Tiga tokoh tersebut, menurut hemat saya mewakili masing-masing generasi dengan kacamata masing-masing terhadap situasi kekinian. Nyonya Sembilan-pon Tua mewakili generasi tua dengan kacamata romantisme masa lalunya serta kegamangan dan kegelisahan untuk masa yang lebih baik. Yang ia lakukan hanya mengeluh dan mengulang-ulang masa lalu namun tanpa memberi solusi pasti atau paling tidak berbagi pandangan untuk masa kini yang lebih cerah. Kerjanya hanya menghakimi dan menyalahkan. Walau keresahannya itu beralasan dan bisa diterima karena melihat situasi Cina saat itu yang sedang dalam masa revolusi, tetapi kaum mudanya malah kebanyakan tidak mau tahu-menahu dan kaum intelektualnya pun lebih bersifat pragmatis dan mengejar keuntungan diri sendiri saja. Tapi adakah sekedar menggerutu dan selalu mengingat-ingat masa lalu dapat menyelesaikan masalah?

Nyonya Tujuh-pon yang mewakili generasi saat itu (generasi kini), memiliki kacamata skeptis terhadap masa lalu. Ia meragukan perkataan Nyonya Sembilan-pon Tua karena walau bagaimanapun ada keberjarakan ruang dan waktu antara cerita-cerita yang dilagukan Nyonya Sembilan-pon Tua dengan masanya Nyonya Tujuh-pon sehingga ada ruang untuk meragukan dan menyangsikan. Namun, sikap skeptis yang mengarah kesikap kritis tanpa disertai semangat membangun sesuatu yang lebih baik apalagi lebih memilih pula sikap pragmatis, tentu juga tidak cukup dan sama sia-sianya dengan kacamata romantisme masa lalunya si Nyonya Sembilan-pon Tua. Keadaan tetap tidak akan berubah dan akan seperti itu juga. Hanya tinggal menjalani saja.
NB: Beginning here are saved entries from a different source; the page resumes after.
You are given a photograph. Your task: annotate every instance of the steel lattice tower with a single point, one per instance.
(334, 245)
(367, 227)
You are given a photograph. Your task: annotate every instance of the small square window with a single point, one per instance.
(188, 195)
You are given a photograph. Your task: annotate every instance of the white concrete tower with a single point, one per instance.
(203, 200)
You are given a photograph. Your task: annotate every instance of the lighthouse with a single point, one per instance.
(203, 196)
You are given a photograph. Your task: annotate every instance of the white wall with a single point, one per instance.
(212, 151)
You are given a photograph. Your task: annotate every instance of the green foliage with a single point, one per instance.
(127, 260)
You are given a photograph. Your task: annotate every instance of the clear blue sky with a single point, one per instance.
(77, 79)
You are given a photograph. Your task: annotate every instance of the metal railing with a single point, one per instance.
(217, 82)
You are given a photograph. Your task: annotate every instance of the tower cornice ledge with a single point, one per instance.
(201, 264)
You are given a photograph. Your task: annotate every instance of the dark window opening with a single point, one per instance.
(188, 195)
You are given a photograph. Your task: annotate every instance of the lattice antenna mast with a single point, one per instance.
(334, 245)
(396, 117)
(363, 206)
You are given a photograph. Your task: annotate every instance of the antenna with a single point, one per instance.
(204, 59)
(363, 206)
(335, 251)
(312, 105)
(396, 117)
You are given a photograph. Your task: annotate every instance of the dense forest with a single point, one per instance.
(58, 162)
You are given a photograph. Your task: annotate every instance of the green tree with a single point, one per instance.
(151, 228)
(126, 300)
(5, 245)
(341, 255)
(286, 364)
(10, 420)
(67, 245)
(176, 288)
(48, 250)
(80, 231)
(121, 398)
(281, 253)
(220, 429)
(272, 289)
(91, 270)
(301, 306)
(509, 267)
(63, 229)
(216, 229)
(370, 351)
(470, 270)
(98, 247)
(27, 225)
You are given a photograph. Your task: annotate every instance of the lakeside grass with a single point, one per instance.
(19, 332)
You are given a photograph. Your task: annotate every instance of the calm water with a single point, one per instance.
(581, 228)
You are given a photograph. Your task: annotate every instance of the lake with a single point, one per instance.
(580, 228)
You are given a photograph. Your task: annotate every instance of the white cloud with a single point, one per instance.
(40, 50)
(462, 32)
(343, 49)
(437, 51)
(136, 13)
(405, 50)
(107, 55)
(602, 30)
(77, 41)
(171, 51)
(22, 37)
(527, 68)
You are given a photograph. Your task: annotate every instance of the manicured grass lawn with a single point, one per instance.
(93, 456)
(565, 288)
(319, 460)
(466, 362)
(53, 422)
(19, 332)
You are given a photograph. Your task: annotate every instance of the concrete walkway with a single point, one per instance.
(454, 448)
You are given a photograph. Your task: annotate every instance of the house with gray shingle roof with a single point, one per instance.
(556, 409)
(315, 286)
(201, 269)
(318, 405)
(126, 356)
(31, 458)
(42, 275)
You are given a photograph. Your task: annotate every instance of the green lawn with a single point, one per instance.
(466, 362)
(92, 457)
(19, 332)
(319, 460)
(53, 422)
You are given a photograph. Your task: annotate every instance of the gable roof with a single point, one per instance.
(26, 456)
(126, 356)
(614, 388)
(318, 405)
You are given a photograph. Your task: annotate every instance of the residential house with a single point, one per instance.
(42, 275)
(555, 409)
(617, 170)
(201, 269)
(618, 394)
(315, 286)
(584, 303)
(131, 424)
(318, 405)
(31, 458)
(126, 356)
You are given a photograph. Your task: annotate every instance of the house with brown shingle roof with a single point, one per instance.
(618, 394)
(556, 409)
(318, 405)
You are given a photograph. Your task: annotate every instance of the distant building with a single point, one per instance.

Dan si kecil Enam-pon adalah simbol harapan. Ia berkata lantang walaupun masih sambil sembunyi di belakang pohon tallow , “Orang tua yang tak pernah mati!” Kalimat tersebut mengisyaratkan pernyataan tersirat bahwa “yang tua sebaiknya mati saja.”  Ya lebih baik mati saja kalau hanya ingin tetap eksis dengan menyebut-nyebut bayangan keakuan masa lalu pada generasi selanjutnya tanpa membuka diri dengan jiwa besar dan sahaja untuk didatangi dan dikritisi generasi di bawah. Satu kalimat itu cukup pendek namun terasa ekstrim, bahwa untuk sesuatu yang baru, untuk sebuah kelahiran perlu ada yang mati dan mau ‘mematikan’ diri.

Jadi, membaca tokoh-tokoh dan pandangan mereka dalam cerpen ini, kita seolah bisa berkata begini : tiga generasi, tiga kacamata. Pesimisme, skeptisisme dan mengarah ke nihilisme.

Masyarakat Baling-baling

Tujuh-pon awalnya dihormati karena ia membawa berita-berita terbaru dari kota. Namun semenjak Tuan Chao mendatanginya dan memberitahu tentang keputusan kaisar yang akan menghukum orang-orang yang tak punya kepang, orang-orang desa berubah jadi menjauhinya. Mereka tidak lagi mendatangi rumah Tujuh-pon untuk menanyakan kabar dari kota. Tujuh-pon bagi mereka hanyalah seorang pesakitan. Pun juga istri Tujuh-pon juga memberikan perlakuan berbeda kepada suaminya itu. Dia berubah bersikap kasar. Tapi, setelah ternyata desas-desus itu tak terbukti Tujuh-pon kembali dihormati seperti semula dan istrinya bersikap lembut kembali dan melayaninya dengan baik.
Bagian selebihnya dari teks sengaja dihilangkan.